Pretty magical indeed! Let alone the fact, that a separate smaller model of half a billion parameters could figure out how to merge the two together. If the cost of LMs could be reduced by a factor of 100, why not reduce it by a factor of 1000?
> We initially demonstrate that SFT LM (either encoder- or decoder-based) always tends to acquire excessively redundant delta parameters. To be specific, we present DARE, which randomly resets some delta parameters to zeros based on a drop rate p and subsequently scales the remaining parameters by a factor of 1/(1 − p). Despite its simplicity, with the assistance of DARE, when the LM model parameters reach 70 billion, we can eliminate up to 99% delta parameters with minimal impact on model performance (see Figure 1(a)). The more parameters the LM has, the larger p it can tolerate. This discovery suggests that SFT LM indeed learns a multitude of low-rank structures akin to LoRA [25]
Insofar as those adaptations are mostly distinct, you can just preserve both sets and that's what explains successes of merging, I guess.
It doesn't have order-of-magnitude, or I'd even wager 50%, benefits in enabling smaller models. But you nailed it exactly. Fine tune on dogs, fine tune on cats, then...just...average the weights. And you have something better than the original with minimal loss from finetuning.
LoRA's end up being more popular for that use case because they're easier to combine and mix, match, and scale. Model merging is still a key technique for a successful base model.
We are beseiged by vendors promising the earth from their amazing AI tools and we peel back 1 surface layer and they are just shoving things wholesale into GPT-4. When I ask "can we please deploy this on a local model" they run off scared. I can't get any vendor to give us anything except OpenAI.
The primary issue I’ve run into is exhausting the context window much sooner than I’d like. Fine-tuning tends to mostly fix this issue though.
My pet theory is that OpenAI are cooking high quality user data by empowering GPT with all these toys + human-in-the-loop. The purpose is to use this data as a sort of continual evaluation sifting for weak points and enhancing their fine-tuning datasets.
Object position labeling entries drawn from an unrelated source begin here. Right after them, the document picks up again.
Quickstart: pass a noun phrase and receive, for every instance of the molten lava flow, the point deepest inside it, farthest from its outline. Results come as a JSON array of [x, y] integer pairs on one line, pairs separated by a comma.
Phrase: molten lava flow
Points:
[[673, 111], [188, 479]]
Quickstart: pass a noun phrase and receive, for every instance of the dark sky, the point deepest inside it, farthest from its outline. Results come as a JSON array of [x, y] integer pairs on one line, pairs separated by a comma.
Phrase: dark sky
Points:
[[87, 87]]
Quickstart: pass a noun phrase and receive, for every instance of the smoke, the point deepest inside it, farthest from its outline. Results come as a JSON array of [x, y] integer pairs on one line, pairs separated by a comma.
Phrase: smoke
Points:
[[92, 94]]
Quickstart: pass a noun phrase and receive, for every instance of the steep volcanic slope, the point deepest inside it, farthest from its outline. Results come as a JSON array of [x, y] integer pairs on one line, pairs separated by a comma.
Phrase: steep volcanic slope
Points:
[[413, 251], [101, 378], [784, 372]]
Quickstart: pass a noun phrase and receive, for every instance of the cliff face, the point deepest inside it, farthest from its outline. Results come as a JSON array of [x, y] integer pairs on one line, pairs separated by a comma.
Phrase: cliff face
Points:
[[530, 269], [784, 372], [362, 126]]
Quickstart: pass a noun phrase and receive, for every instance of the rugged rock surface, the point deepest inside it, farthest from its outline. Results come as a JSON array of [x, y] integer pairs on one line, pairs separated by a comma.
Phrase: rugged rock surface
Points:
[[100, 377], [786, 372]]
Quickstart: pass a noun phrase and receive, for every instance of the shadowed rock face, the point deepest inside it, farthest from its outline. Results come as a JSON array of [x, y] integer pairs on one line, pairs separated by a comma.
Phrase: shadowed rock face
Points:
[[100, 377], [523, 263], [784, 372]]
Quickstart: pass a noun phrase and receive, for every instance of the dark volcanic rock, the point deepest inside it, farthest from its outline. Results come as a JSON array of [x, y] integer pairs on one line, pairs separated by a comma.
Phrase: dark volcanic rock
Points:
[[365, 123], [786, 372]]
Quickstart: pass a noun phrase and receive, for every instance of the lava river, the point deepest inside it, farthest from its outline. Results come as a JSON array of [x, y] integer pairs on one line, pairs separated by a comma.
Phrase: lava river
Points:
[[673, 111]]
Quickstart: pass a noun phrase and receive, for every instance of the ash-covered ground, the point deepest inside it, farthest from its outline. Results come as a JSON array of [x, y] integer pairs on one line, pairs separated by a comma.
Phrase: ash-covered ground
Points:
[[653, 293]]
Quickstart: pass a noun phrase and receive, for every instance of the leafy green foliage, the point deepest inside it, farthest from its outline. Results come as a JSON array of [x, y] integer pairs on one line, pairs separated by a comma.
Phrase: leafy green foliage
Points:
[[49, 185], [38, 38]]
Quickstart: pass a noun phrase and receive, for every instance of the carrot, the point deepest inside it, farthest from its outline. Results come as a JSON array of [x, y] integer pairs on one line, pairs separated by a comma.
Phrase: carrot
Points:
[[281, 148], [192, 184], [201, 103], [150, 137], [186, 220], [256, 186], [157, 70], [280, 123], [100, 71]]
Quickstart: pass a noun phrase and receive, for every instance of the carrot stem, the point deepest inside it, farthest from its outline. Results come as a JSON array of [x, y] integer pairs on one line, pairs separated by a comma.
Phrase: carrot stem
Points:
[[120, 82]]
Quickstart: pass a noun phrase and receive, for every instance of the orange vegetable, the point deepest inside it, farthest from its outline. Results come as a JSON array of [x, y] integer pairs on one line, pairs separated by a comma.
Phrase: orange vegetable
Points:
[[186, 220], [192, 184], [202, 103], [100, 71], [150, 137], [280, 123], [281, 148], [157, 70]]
Every human response can carry positive or negative connotation. The model can use that as a reward signal. They claimed to have 100M users, times let's say 10K tokens per month makes 1T synthetic tokens. In a whole year they generate about as much text as the original dataset, 13T. And we know that LLMs can benefit a lot from synthetic data when it is filtered/engineered for quality.
So I think OpenAI's moat is the data they generate.
But the quality is not superior to OpenAI however. I run Mistral 7B on LM Studio, and I can't get far before it starts giving me wrong answers.
ChatGPT-4 on the other hand is correct most of the time (and knows to trigger Python code evaluation or RAG to answer questions). This makes it useful.
You can ask them to serialized a problem in prolog, and see exactly when their understanding breaks - this is open hermes 2.5: https://pastebin.com/raw/kr62Hybq
Mixtral 8x7b is closer to GPT-4 quality though and only 2x the compute requirement of Mistral 7B.
And Mistral 7B API is $0.00/1M tokens, i.e. free : https://openrouter.ai/models/mistralai/mistral-7b-instruct
Some data might never travel across a Google account, but very well over ChatGPT.
If you're processing personal data of other person, then you don't really have a choice in the matter: gain permission from them to transfer their data to a third party or self-host the model.